Wir starten nicht direkt mit lautem Trubel, sondern schenken uns erst einmal 1,5 Stunden absolute Ruhe. Jeder bringt sein eigenes kleines Projekt mit – egal ob ein gutes Buch, ein kniffliges Puzzle, etwas Handwerkliches oder ein Skizzenbuch. Wir genießen die kollektive Stille und jeder darf ganz in Ruhe ankommen. Erst danach wechseln wir fließend in gute Gespräche, Lachen und echtes, analoges Miteinander.
Weil echter Rückzug für jeden etwas anderes bedeutet, gibt es bei uns eine goldene Regel für alle, die auch im zweiten Teil des Abends einfach nur die Gesellschaft genießen, aber nicht reden möchten. Wer den ganzen Abend über wirklich gar nicht sprechen möchte, kann sich eine unserer Schärpen umhängen. Das ist unser liebevolles und stilles Zeichen für „Bitte nicht ansprechen“. Diese Grenze wird von allen zu 100% und ohne Nachfragen akzeptiert. Du darfst einfach nur da sein.

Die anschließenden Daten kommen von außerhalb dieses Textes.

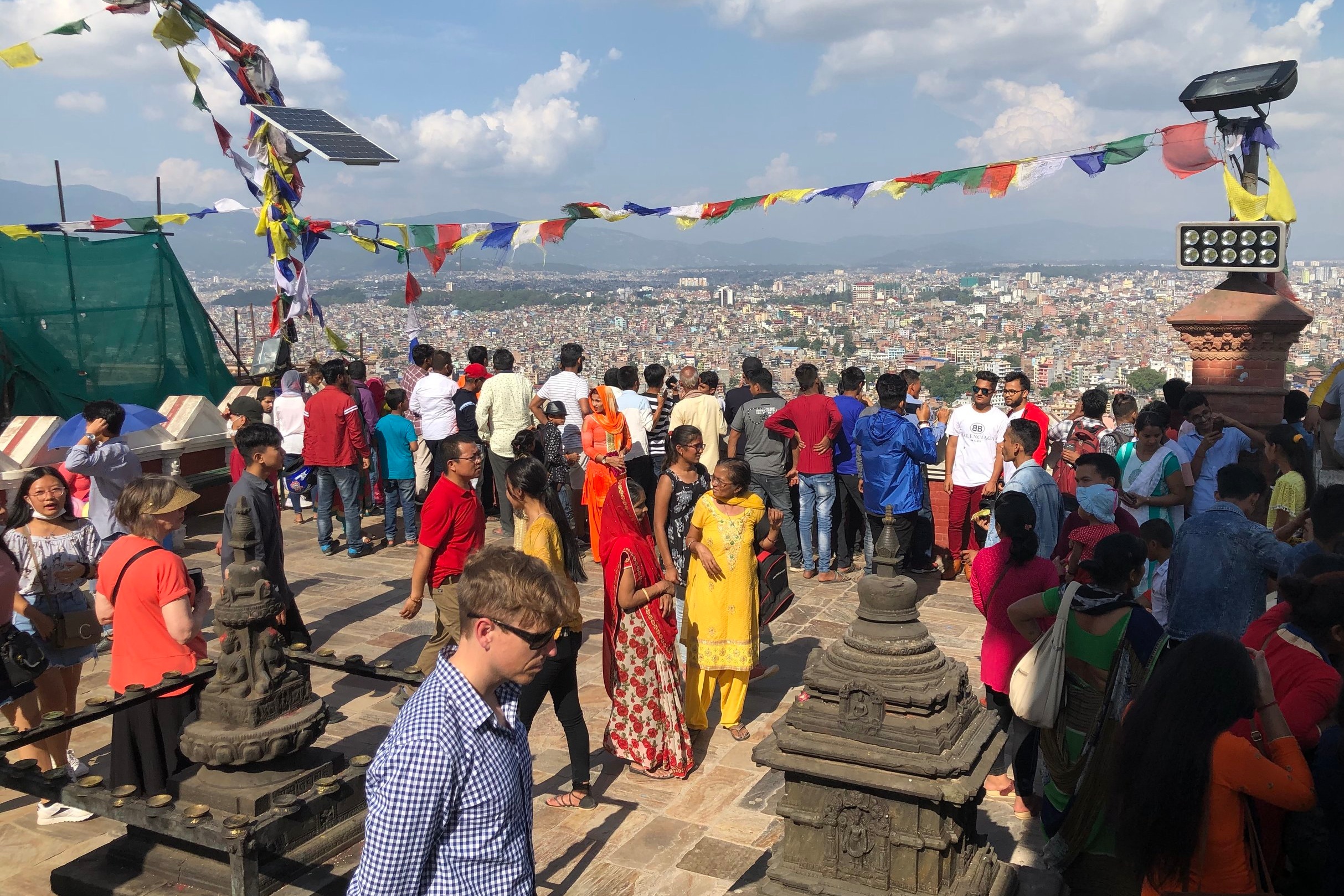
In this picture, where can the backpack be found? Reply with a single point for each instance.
(1084, 440)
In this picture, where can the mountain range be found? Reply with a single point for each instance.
(225, 244)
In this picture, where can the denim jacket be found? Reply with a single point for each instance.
(1216, 581)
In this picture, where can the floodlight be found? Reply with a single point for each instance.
(1232, 246)
(1241, 87)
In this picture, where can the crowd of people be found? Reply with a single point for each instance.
(1187, 691)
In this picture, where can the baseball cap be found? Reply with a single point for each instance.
(249, 408)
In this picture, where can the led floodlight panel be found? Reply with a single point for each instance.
(1230, 245)
(325, 135)
(1241, 87)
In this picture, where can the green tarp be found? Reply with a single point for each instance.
(131, 329)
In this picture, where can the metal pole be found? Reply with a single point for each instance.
(70, 279)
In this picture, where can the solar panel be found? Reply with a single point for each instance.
(325, 135)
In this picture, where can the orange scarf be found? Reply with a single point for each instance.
(609, 420)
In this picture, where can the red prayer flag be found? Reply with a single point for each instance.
(998, 179)
(1185, 151)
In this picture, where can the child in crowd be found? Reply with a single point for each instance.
(397, 447)
(1157, 535)
(1097, 509)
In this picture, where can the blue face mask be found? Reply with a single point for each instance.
(1099, 500)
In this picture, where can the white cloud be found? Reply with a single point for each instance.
(76, 101)
(779, 175)
(534, 135)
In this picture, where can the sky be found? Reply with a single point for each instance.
(522, 105)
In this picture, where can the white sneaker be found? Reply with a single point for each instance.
(76, 766)
(58, 813)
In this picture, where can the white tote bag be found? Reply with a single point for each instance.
(1037, 688)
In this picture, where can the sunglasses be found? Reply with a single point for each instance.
(534, 640)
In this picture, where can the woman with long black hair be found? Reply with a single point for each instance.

Lass den Drang nach Effizienz und messbaren Ergebnissen für 1,5 Stunden hinter dir. In unserer Ruhephase geht es nicht darum, produktiv zu sein oder etwas „fertig“ zu bekommen. Ob du liest, zeichnest oder puzzelst: Das einzige Ziel ist es, durch absichtslose Beschäftigung im Moment zu landen und wieder ganz bei dir selbst anzukommen.
Worüber sprechen wir eigentlich im „offline klub“?
Der „offline klub“ ist unser gemeinsamer Safe Space. Nach 1,5 Stunden absoluter Stille und Fokus auf unsere eigenen Projekte, wechseln wir in den gemütlichen Austausch. Damit dieser Übergang entspannt bleibt und der Abend für alle ein Ort zum Krafttanken ist, gibt es bei uns einen kleinen „Gesprächs-Kompass“.
Es geht nicht darum, die Welt da draußen zu ignorieren, sondern uns ganz bewusst für ein paar Stunden eine Pause davon zu gönnen.
Worüber wir wahnsinnig gerne sprechen:
Kleine Alltagsfreuden: Was hat dich diese Woche inspiriert, zum Lachen gebracht oder einfach glücklich gemacht?
Deine Projekte: Was hast du in der stillen Phase gelesen, gepuzzelt oder gebastelt?
Empfehlungen, die guttun: Gute Bücher, spannende Podcasts, leckeres Essen oder schöne Ausflugsziele in der Natur.
Tierische Begleiter: Lustige Geschichten über Haustiere.
Was bei uns draußen bleibt (Unsere Grenzen):
Polarisierende Debatten: Hitzige politische oder religiöse Grundsatzdiskussionen haben bei uns keinen Platz, da sie Unruhe stiften.
Null Toleranz für Diskriminierung: Jegliche Form von Rassismus, Sexismus oder Ausgrenzung führt zum sofortigen Ausschluss.
Lästern & Negativ-Spirale: Wir wollen abschalten. Chronisches Jammern oder Klatsch und Tratsch stören die positive Energie, die wir hier aufbauen wollen.
Gesprächszwang: Wer unsere Schärpe trägt, möchte einfach nur still genießen. Diese Grenze wird zu 100% und ohne Nachfragen von allen respektiert!